I was listening to Writing Excuses to get feedback on how to learn what “style” of fiction agents and editors prefer. And they said:
- Check out their twitter for MS wishlists.
- Check out their publishing house to see what books they’ve published (p.s. those don’t list the editor).
- Check out publishers lunch to see recent deals (since there are many more genres than epic fantasy, there will be a lot of deals that aren’t even remotely my genre).
- Listen to individual agents and editors talk at conferences and chat with them (wait, with the likelihood that they DON’T publish my kind of fiction, how many agents and editors are there exactly?)

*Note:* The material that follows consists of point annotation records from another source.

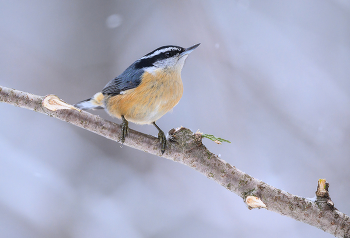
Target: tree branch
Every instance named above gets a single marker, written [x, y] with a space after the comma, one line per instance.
[186, 147]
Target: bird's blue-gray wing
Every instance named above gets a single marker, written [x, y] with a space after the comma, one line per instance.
[129, 79]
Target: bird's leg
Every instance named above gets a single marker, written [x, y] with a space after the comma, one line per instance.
[161, 137]
[125, 129]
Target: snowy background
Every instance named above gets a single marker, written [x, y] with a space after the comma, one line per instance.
[271, 76]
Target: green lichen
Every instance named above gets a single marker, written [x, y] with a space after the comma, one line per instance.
[217, 140]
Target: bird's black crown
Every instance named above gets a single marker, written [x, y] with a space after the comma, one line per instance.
[158, 54]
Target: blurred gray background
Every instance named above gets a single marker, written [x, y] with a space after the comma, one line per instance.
[270, 76]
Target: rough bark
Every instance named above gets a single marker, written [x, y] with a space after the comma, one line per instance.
[186, 147]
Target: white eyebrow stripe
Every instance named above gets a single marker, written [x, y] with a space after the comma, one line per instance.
[159, 51]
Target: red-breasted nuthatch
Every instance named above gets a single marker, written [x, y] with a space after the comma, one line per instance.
[145, 91]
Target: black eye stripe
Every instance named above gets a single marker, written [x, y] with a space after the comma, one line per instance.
[154, 57]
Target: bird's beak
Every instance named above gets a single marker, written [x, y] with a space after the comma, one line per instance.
[189, 50]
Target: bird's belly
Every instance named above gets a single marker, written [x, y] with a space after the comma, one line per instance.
[148, 102]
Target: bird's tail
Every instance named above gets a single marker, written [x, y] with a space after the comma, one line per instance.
[96, 102]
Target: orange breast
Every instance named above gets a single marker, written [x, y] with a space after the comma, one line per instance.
[157, 94]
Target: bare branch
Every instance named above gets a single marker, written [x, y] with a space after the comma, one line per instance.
[186, 147]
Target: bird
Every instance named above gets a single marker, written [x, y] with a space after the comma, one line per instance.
[145, 91]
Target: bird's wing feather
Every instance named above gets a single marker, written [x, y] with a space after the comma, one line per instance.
[129, 79]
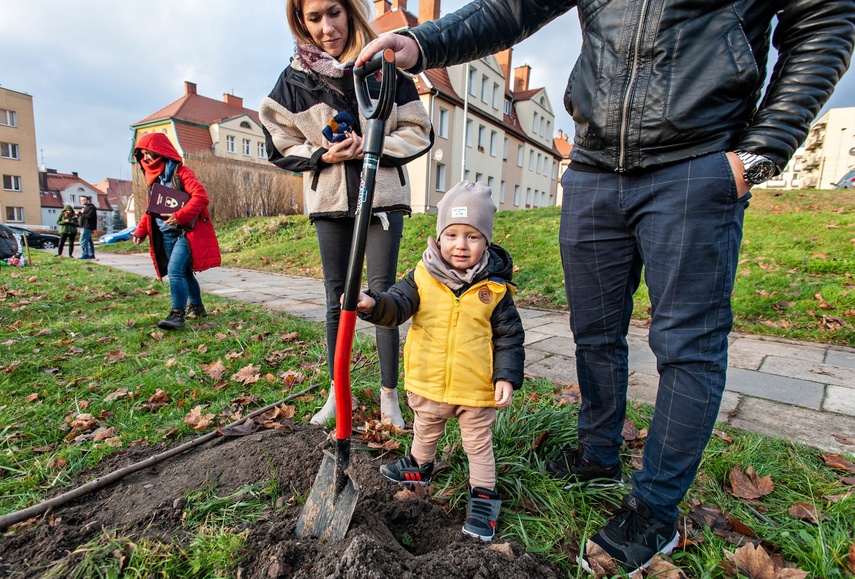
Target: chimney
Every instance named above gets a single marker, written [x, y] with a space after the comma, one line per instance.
[505, 58]
[521, 76]
[233, 101]
[428, 10]
[381, 7]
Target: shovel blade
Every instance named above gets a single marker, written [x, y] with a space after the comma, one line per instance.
[327, 512]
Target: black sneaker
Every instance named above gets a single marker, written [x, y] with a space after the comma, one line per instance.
[482, 514]
[576, 470]
[174, 321]
[407, 471]
[633, 537]
[196, 311]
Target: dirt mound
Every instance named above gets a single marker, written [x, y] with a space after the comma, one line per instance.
[392, 534]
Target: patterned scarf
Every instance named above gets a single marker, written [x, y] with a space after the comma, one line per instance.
[329, 71]
[441, 271]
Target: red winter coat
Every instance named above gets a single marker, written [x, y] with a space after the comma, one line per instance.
[204, 248]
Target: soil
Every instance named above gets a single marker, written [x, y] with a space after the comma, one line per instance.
[392, 534]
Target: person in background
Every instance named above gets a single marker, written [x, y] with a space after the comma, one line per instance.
[671, 134]
[67, 222]
[313, 126]
[460, 298]
[176, 251]
[88, 223]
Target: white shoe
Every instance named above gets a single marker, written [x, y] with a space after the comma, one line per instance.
[390, 408]
[322, 416]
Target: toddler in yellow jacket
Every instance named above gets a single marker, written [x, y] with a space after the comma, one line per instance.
[464, 353]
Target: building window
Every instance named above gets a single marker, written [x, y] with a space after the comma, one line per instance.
[440, 177]
[8, 118]
[14, 214]
[9, 151]
[12, 183]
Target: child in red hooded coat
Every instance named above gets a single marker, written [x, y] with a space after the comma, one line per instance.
[175, 251]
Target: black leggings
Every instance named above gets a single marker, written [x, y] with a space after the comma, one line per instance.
[70, 237]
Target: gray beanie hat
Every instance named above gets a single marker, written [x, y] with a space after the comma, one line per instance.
[470, 204]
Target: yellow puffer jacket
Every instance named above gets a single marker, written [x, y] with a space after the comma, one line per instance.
[448, 355]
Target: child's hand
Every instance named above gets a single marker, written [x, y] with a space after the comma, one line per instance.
[365, 304]
[504, 393]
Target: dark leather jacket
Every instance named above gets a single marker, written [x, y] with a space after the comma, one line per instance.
[683, 82]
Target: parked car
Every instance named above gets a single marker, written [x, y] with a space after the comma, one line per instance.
[37, 240]
[847, 181]
[123, 235]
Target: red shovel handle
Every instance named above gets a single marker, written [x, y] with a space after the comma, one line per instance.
[343, 349]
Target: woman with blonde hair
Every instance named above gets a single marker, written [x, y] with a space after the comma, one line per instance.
[313, 126]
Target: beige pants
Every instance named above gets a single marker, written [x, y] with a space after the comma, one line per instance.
[475, 431]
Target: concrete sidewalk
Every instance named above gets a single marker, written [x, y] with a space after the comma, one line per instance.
[797, 390]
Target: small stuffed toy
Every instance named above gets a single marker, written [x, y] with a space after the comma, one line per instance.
[338, 127]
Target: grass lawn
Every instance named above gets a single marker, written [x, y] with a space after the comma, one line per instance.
[81, 349]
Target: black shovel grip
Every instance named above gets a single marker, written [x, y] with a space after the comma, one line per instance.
[384, 61]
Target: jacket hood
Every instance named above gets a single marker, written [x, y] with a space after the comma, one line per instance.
[499, 264]
[156, 143]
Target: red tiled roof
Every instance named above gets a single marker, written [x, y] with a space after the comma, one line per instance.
[195, 108]
[394, 20]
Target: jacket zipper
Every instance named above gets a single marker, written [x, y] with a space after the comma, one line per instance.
[630, 87]
[452, 338]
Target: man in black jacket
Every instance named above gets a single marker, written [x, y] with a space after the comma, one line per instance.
[88, 224]
[669, 139]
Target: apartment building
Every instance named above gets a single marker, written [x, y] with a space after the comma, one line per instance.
[489, 125]
[19, 196]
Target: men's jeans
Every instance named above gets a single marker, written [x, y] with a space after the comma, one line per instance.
[683, 224]
[182, 282]
[335, 237]
[87, 248]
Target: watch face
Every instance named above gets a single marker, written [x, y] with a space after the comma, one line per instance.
[760, 172]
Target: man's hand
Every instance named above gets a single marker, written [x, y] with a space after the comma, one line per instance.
[406, 50]
[742, 186]
[504, 393]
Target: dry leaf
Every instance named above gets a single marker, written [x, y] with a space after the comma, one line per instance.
[756, 563]
[749, 485]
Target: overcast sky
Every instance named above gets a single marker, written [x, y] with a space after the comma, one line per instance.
[94, 67]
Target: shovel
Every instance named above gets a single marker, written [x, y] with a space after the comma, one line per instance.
[332, 500]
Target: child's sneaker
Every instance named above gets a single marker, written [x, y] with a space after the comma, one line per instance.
[407, 471]
[633, 537]
[482, 514]
[575, 470]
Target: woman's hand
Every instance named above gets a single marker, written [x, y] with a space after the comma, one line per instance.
[350, 148]
[504, 393]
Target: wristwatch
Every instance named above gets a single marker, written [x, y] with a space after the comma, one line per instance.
[758, 169]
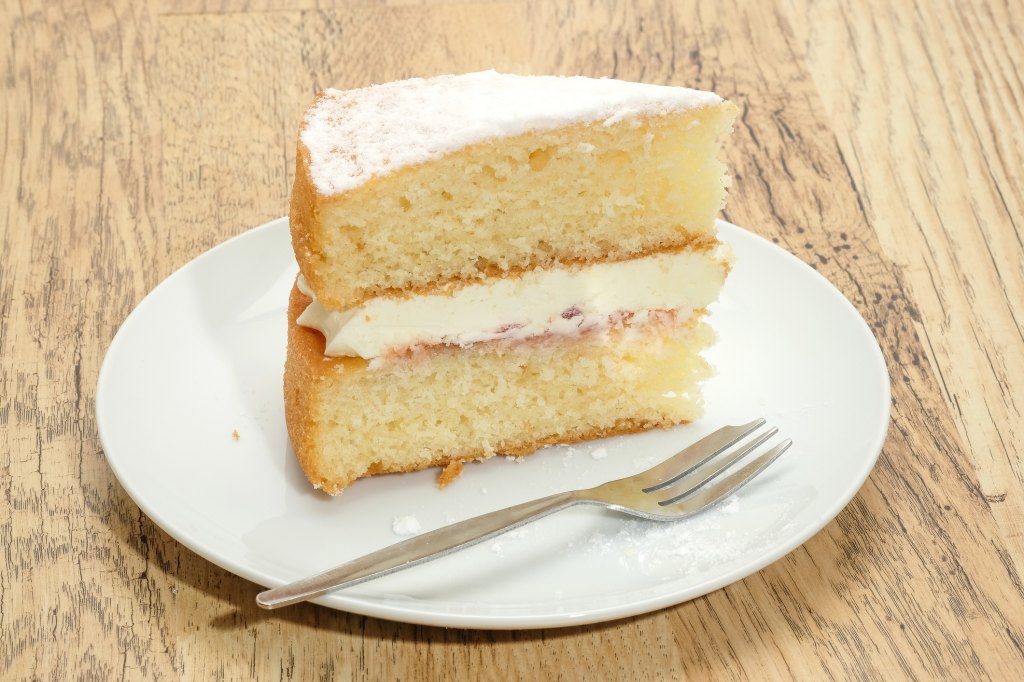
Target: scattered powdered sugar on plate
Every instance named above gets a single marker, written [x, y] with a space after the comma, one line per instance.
[685, 546]
[406, 525]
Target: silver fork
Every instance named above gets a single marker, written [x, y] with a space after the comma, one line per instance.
[675, 488]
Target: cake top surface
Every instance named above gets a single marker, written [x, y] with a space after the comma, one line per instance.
[354, 135]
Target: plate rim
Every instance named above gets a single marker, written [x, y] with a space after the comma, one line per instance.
[413, 612]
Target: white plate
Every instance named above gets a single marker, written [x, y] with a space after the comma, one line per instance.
[202, 356]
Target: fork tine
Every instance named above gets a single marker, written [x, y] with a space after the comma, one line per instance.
[700, 475]
[682, 463]
[699, 498]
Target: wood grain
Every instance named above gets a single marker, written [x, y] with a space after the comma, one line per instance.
[880, 142]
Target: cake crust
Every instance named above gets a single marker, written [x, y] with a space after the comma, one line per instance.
[308, 374]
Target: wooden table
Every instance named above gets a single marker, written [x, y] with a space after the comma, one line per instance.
[881, 142]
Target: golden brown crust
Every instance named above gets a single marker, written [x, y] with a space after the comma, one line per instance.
[304, 367]
[307, 206]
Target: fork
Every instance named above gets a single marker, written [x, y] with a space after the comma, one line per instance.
[679, 486]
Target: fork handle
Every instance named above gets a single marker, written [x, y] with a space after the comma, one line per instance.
[416, 550]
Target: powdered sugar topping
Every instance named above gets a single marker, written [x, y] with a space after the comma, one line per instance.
[354, 135]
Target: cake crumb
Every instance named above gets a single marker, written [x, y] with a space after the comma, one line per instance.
[406, 525]
[451, 471]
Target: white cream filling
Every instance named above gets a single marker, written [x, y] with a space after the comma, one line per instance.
[559, 301]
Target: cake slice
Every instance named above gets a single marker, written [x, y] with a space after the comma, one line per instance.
[491, 263]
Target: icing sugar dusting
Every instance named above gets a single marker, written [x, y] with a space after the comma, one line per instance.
[687, 546]
[354, 135]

- Go to the bookstore and read the acknowledgements of books you like (which you probably haven’t read cause they’re new and there’s not a lot of old books at the bookstore so you’re not even sure if they are your particular “style”) and list the agents and editors named in books you like.
There are A LOT of problems with this system. Some of which I’ve already mentioned. With how many agents/editors out there, my potential sample size from the above suggestions makes it nigh impossible to find the “right” agent/editor. (Note: They all say, research me first!)
The answer is a database, that lists the agents and editors, what publishing houses they’ve worked with, which agents and editors they’ve worked with, which authors they’ve worked with, which novels they’ve worked on, and a complex/detailed genre classification system so that I can know what genre classifications my book has (Epic, heroic, feminist, religious, magic, hard science, whatever), and so that I can go from that angle. Instead of sampling random hard to find agents, searching by the traits/classifications of my novel, and finding the agents and editors that match that “style” of fiction.
If that were to exist, agents and editors (might) get less junk mail that doesn’t fit their style, authors will be less confused, and less time would be wasted all around.